KeyFace: Expressive Audio-Driven Facial Animation for Long Sequences via KeyFrame Interpolation
Antoni Bigata, Michał Stypułkowski, Rodrigo Mira, Stella Bounareli, Konstantinos Vougioukas, Zoe Landgraf, Nikita Drobyshev, Maciej Zieba, Stavros Petridis, Maja Pantic
TL;DR
KeyFace introduces a two-stage latent-diffusion framework to address long-duration audio-driven facial animation by generating low-frame-rate keyframes conditioned on audio and identity, then interpolating between them for temporal coherence. The model incorporates continuous emotion via valence and arousal and explicitly handles non-speech vocalizations, supported by new LipScore and NSV-accuracy metrics. Through a combination of latent diffusion, dual audio encoders, specialized losses, and tailored guidance, KeyFace achieves state-of-the-art results on long sequences and demonstrates robust emotion interpolation and NSV generation with strong subjective preferences. This approach significantly improves realism, continuity, and expressiveness for extended talking-face videos, enabling more natural and empathetic avatars in real-time and offline applications.
Abstract
Current audio-driven facial animation methods achieve impressive results for short videos but suffer from error accumulation and identity drift when extended to longer durations.

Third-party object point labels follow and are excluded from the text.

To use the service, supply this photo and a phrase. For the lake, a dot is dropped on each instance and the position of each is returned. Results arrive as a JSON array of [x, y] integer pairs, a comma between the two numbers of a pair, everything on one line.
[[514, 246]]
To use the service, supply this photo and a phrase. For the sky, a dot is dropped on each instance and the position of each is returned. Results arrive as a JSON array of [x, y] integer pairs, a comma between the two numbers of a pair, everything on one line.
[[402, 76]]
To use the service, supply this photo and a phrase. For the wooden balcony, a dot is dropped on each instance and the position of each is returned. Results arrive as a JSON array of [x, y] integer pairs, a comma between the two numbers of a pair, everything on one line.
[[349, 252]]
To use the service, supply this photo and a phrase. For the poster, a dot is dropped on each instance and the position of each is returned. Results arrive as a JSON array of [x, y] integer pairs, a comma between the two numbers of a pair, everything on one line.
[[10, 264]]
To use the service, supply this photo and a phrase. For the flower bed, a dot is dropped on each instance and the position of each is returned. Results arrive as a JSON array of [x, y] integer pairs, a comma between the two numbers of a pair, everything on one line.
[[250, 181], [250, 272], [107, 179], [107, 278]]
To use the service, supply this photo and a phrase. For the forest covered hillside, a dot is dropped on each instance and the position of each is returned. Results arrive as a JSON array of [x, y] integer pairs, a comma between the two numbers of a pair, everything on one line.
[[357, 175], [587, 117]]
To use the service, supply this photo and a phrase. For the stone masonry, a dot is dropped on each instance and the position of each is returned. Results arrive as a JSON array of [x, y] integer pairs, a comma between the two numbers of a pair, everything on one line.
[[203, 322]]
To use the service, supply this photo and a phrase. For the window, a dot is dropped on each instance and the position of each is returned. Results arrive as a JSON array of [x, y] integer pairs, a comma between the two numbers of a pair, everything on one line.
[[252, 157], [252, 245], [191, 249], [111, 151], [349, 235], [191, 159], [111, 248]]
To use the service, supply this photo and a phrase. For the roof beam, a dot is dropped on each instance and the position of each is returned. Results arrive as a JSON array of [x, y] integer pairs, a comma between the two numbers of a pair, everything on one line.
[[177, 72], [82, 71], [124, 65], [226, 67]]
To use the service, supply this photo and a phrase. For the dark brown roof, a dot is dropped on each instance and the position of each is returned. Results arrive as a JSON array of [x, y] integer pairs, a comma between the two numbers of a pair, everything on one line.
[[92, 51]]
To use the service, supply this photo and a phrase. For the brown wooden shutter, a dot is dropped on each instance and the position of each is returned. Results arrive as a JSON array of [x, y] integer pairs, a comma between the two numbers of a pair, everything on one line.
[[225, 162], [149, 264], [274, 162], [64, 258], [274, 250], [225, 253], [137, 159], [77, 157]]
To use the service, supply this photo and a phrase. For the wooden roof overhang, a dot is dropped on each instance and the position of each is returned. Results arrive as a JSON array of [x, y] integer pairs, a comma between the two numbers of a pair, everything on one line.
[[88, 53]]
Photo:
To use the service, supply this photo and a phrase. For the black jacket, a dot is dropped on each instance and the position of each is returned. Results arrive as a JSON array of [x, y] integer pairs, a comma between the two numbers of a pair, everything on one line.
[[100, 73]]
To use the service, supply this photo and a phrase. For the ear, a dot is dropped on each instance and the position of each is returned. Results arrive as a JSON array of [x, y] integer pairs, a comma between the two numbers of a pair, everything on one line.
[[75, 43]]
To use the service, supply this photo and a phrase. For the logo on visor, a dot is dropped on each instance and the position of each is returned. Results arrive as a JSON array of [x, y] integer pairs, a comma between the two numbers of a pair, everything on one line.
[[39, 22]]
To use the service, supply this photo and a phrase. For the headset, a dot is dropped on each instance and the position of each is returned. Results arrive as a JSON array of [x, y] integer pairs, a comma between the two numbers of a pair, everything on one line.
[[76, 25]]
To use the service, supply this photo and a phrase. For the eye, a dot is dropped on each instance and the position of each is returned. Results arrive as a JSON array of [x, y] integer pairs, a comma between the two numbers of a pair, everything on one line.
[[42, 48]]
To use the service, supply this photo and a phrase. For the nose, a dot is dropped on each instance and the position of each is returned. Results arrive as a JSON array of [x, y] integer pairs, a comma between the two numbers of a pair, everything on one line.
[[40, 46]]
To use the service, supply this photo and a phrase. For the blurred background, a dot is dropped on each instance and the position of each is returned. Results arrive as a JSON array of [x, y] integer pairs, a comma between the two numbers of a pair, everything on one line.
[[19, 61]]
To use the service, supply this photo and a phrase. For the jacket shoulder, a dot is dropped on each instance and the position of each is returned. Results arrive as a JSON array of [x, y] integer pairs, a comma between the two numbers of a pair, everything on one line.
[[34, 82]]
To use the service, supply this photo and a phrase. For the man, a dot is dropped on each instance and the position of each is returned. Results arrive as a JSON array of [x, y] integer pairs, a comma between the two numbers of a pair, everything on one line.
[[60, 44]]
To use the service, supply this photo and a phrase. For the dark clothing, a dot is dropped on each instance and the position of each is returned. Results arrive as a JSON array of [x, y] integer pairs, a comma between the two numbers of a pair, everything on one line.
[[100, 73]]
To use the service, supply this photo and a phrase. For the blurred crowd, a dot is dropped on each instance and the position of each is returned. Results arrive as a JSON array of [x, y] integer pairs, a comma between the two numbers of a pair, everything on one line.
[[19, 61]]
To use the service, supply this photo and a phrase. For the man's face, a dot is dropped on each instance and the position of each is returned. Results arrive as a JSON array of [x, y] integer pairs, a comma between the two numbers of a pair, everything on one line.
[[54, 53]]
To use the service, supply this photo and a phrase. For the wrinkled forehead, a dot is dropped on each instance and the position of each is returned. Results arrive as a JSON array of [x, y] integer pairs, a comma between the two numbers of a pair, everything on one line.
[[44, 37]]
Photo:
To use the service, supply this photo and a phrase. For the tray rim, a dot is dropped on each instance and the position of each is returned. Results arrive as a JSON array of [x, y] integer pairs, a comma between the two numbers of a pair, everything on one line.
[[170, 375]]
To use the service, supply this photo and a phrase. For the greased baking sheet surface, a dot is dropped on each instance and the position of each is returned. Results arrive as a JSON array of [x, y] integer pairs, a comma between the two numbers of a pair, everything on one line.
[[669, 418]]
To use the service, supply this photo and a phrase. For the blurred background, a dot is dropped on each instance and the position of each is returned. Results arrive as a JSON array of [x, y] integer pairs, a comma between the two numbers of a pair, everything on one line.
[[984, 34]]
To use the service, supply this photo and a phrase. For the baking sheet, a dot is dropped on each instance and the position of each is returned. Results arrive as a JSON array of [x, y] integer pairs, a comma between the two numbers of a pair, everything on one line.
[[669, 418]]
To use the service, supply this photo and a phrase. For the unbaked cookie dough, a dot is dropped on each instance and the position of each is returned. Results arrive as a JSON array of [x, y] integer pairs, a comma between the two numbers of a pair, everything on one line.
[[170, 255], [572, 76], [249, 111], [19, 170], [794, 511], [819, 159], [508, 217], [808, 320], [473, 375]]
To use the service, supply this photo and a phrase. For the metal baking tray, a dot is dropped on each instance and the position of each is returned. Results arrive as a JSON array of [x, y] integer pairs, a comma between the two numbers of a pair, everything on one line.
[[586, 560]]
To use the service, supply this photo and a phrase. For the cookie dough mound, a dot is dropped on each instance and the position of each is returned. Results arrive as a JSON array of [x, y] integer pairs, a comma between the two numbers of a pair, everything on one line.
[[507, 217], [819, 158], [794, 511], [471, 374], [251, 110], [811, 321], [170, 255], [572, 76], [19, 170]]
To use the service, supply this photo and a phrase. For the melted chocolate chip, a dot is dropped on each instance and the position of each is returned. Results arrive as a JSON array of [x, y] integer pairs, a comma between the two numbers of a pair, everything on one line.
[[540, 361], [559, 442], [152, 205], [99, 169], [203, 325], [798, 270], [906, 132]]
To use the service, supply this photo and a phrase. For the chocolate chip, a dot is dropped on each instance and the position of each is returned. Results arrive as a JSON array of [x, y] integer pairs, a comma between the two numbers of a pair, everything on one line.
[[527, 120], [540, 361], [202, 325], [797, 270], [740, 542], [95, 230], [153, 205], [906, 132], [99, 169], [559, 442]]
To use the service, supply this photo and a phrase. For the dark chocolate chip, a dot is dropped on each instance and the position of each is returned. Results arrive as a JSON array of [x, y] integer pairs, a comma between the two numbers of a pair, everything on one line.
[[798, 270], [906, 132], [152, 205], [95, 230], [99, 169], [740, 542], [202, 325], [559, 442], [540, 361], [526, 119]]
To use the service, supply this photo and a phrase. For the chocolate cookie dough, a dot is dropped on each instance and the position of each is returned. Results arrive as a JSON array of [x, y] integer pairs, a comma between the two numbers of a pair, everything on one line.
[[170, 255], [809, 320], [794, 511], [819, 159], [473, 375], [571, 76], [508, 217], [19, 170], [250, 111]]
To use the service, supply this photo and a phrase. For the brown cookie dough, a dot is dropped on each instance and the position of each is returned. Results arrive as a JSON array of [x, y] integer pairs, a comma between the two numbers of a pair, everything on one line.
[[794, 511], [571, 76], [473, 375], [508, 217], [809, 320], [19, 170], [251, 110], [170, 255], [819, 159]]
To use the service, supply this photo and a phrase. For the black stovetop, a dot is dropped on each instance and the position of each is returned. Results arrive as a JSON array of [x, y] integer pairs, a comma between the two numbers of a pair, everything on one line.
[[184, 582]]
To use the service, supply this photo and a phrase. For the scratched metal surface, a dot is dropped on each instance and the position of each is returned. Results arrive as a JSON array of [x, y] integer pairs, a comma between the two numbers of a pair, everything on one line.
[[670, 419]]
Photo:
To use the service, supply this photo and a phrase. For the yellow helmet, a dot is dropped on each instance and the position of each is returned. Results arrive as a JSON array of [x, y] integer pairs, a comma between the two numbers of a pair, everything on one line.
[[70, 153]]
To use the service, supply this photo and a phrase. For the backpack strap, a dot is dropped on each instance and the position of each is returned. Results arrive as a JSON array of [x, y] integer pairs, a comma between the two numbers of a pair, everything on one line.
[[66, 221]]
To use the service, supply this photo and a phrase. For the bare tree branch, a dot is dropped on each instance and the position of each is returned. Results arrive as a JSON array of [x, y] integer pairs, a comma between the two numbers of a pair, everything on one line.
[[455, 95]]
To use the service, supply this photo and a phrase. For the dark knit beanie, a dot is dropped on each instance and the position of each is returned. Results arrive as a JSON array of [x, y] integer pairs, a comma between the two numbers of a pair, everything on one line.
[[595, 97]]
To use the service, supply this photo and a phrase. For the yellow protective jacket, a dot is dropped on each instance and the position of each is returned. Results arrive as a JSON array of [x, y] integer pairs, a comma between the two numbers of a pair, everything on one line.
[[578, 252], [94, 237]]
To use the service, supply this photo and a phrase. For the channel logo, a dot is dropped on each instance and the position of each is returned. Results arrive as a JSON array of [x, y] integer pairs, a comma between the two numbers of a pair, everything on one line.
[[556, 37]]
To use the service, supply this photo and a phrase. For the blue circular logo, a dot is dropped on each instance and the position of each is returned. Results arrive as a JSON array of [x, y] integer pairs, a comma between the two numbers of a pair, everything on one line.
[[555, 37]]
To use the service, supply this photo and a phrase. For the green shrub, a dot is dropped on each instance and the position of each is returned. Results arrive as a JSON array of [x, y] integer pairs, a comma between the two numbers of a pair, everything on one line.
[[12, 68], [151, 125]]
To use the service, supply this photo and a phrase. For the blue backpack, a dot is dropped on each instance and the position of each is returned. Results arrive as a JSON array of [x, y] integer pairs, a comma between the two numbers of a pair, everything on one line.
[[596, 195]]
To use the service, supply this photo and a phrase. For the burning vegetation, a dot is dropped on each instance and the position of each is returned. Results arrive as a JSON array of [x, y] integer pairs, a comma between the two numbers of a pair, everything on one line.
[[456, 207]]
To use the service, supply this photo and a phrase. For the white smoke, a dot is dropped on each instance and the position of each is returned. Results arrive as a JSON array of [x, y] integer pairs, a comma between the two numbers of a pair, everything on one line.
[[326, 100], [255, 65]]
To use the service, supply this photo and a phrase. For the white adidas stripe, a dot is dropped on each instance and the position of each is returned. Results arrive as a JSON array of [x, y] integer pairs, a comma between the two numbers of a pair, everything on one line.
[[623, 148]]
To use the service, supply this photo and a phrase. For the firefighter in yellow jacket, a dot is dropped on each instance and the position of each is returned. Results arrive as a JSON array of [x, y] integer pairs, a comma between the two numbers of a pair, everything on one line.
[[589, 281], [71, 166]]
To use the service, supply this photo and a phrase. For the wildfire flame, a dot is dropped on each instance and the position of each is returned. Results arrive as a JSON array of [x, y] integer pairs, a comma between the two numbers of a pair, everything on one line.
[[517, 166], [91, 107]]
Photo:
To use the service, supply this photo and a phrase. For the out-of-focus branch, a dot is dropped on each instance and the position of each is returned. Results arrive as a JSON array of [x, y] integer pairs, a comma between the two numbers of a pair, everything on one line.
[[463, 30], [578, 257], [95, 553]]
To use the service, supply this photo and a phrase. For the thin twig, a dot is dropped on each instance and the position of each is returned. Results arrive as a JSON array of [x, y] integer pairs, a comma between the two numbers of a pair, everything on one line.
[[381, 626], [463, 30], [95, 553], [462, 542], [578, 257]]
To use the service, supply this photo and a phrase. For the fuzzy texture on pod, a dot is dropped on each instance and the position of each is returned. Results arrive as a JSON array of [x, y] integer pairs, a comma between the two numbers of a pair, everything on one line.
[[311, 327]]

Existing methods attempt to mitigate this through external spatial control, increasing long-term consistency but compromising the naturalness of motion. We propose KeyFace, a novel two-stage diffusion-based framework, to address these issues. In the first stage, keyframes are generated at a low frame rate, conditioned on audio input and an identity frame, to capture essential facial expressions and movements over extended periods of time. In the second stage, an interpolation model fills in the gaps between keyframes, ensuring smooth transitions and temporal coherence. To further enhance realism, we incorporate continuous emotion representations and handle a wide range of non-speech vocalizations (NSVs), such as laughter and sighs. We also introduce two new evaluation metrics for assessing lip synchronization and NSV generation. Experimental results show that KeyFace outperforms state-of-the-art methods in generating natural, coherent facial animations over extended durations, successfully encompassing NSVs and continuous emotions.